Now, of course, everything is seen with 20/20 vision in hindsight, so a creator like Murphy can easily jettison a lot of what came before (especially as he only had 8 issues to condense and remix this saga from that era) and rewrite characters to not only best serve his story, but also best fit his growing alternative universe and a world in which, it was revealed, Bruce isn’t even a Wayne. Rather, it is Jean-Paul Valley who was the rightful Wayne heir apparent, and it’s his story that is finally revealed. Or rather the story of his own ancestor, cast out centuries ago. It’s certainly adds weight to the tragedy of the man who has been a slave to his duty in a very similar vein to Batman’s own lifelong mission. In that, they are very similar.
We are also witness to the emerging love story that has been brewing throughout this series between Bruce and Harley, but it’s just not quite here yet. Again it’s a good example of how one can do thing differently around here and how creators can dress up their own fan fiction as legitimate. That is not to diminish fan fiction. We all have our own versions of such iconic characters, but we don’t all get to work for DC Comics. That takes talent and what Murphy continues to show throughout this series is that he has some chops on him in both the art and writing department. He certainly deserves his stars amongst some of the best working at DC Comics today. I can see why there’s rumblings of a larger Murphyverse set of books on the horizon. I just hope it doesn’t dilute the original in time.
This feels like this generation’s The Dark Knight Returns, but like this seminal series has had its status somewhat tarnished by sequels and spin-offs like the God-awful Superman: Year One).
But, back to the book at hand and Batman: Curse of the White Knight #8 and the rollercoaster ride that includes everything you’d want in a Batman book. High-octane, widescreen action utilising as many fast muscle cars as is possible, with a tempest of zoom lines to convey the speed and action as Batman and pals chase Azrael across Gotham City. The burning rages that Matt Hollingworth brings to this issue crates a heat and tension that is palpable. It’s as though Azrael’s anger has set fire to the city. Batman has been pushed to the edge, and who can blame him. First, he was ousted as Gotham’s champion by Jack Napier in the first sensational series and then he learns his whole life and family legacy has been a lie. That, and all his friends turning against him will do that to you. No wonder he’s out for blood. Very unlike Batman.
As mentioned above, however, this is a concluding issue and so storylines are tied up and relationships mended with new ones emerging from the rubble.
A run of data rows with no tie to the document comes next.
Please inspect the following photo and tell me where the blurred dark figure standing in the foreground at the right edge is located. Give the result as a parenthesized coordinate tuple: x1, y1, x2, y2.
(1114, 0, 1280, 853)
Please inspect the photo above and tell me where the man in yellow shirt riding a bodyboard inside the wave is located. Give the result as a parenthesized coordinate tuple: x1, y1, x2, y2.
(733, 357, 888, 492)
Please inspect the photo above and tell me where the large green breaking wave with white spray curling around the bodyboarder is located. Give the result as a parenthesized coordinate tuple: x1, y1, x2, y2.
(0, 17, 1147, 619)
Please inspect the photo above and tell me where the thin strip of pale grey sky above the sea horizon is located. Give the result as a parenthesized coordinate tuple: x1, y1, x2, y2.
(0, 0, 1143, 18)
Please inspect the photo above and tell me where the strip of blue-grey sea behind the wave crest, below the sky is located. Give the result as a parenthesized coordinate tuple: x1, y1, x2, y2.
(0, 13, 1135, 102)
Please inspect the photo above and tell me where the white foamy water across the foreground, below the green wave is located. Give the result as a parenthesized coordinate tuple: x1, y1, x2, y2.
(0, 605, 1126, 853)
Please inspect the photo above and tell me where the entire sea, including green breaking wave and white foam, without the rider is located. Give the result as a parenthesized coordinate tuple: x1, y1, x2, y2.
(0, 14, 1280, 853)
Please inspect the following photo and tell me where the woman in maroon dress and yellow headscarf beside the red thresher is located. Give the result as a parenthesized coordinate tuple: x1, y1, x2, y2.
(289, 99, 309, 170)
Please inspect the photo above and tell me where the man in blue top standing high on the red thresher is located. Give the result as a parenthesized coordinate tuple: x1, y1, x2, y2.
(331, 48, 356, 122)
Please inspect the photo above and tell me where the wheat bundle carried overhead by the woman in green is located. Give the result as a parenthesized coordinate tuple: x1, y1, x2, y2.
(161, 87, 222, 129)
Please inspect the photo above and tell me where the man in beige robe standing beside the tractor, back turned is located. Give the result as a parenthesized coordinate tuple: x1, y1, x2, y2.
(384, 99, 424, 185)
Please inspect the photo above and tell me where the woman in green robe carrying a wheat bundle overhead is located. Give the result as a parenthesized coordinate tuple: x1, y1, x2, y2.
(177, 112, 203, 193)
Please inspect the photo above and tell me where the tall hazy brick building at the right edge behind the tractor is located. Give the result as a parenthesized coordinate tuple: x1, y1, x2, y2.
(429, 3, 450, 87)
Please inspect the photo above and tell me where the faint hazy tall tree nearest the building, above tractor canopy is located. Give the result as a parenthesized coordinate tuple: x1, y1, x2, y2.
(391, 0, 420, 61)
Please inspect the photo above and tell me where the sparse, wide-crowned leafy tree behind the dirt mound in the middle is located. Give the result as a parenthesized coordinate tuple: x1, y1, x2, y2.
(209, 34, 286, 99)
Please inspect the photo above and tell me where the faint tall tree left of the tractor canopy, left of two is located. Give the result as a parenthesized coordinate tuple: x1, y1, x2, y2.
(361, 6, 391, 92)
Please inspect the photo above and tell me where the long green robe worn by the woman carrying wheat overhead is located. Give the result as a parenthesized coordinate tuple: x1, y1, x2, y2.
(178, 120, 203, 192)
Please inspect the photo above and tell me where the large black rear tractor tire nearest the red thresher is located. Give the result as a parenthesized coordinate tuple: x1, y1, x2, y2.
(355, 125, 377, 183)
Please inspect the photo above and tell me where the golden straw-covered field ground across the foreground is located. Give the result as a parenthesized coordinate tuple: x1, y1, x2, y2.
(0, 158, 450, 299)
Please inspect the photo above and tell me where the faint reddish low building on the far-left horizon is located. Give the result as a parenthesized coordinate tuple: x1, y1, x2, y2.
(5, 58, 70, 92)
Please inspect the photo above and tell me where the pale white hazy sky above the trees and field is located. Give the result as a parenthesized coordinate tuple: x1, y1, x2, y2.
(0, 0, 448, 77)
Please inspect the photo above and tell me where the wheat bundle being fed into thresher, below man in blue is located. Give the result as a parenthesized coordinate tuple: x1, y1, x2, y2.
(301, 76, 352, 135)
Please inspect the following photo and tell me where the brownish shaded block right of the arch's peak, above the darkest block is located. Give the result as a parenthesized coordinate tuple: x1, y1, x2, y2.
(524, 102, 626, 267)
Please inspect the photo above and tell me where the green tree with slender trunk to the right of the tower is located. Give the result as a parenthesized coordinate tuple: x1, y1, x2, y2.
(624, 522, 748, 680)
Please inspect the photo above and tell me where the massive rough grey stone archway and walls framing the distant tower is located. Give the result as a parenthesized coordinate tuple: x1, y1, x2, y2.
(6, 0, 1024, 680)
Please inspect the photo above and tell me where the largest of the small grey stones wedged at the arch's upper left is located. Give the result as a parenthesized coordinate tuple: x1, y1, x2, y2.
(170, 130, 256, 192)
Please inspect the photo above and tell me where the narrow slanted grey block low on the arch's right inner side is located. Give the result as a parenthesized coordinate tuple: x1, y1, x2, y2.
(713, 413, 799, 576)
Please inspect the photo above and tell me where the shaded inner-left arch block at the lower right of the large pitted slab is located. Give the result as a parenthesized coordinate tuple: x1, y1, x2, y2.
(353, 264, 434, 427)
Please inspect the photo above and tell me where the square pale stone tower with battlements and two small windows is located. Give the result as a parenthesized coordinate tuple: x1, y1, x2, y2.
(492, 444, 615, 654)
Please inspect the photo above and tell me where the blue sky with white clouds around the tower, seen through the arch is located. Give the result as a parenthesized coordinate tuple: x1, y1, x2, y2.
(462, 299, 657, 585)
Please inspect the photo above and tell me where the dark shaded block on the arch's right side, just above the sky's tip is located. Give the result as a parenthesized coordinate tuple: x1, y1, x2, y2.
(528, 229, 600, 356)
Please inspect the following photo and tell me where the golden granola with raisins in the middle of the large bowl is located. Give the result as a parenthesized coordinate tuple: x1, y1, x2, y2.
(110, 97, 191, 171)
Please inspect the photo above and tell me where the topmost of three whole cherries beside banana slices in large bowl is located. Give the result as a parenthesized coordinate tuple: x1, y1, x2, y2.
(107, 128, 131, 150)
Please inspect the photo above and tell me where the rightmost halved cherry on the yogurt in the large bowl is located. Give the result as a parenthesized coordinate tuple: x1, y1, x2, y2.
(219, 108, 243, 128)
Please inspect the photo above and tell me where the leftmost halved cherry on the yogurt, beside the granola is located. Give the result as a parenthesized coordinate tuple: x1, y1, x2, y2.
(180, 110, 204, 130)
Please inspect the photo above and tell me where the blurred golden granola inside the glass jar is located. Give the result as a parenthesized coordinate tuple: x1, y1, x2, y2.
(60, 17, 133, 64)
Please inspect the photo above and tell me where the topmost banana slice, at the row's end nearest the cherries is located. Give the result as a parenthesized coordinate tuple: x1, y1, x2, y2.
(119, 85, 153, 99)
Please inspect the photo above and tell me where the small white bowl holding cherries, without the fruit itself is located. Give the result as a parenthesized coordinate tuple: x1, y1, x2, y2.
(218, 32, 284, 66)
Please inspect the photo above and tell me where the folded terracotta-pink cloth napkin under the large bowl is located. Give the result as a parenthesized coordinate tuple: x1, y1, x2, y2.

The action is done and dusted by the middle of the book, allowing the time for Bruce to heal and make peace with himself and his friends and family. By the end of this series the Batman stays quo has most definitely changed. Where he goes next will be very interesting to see. In a sea of alternative Batman stories from across the decades this one really does shine out.
Batman: Curse of the White Knight #8 is available now from DC Comics.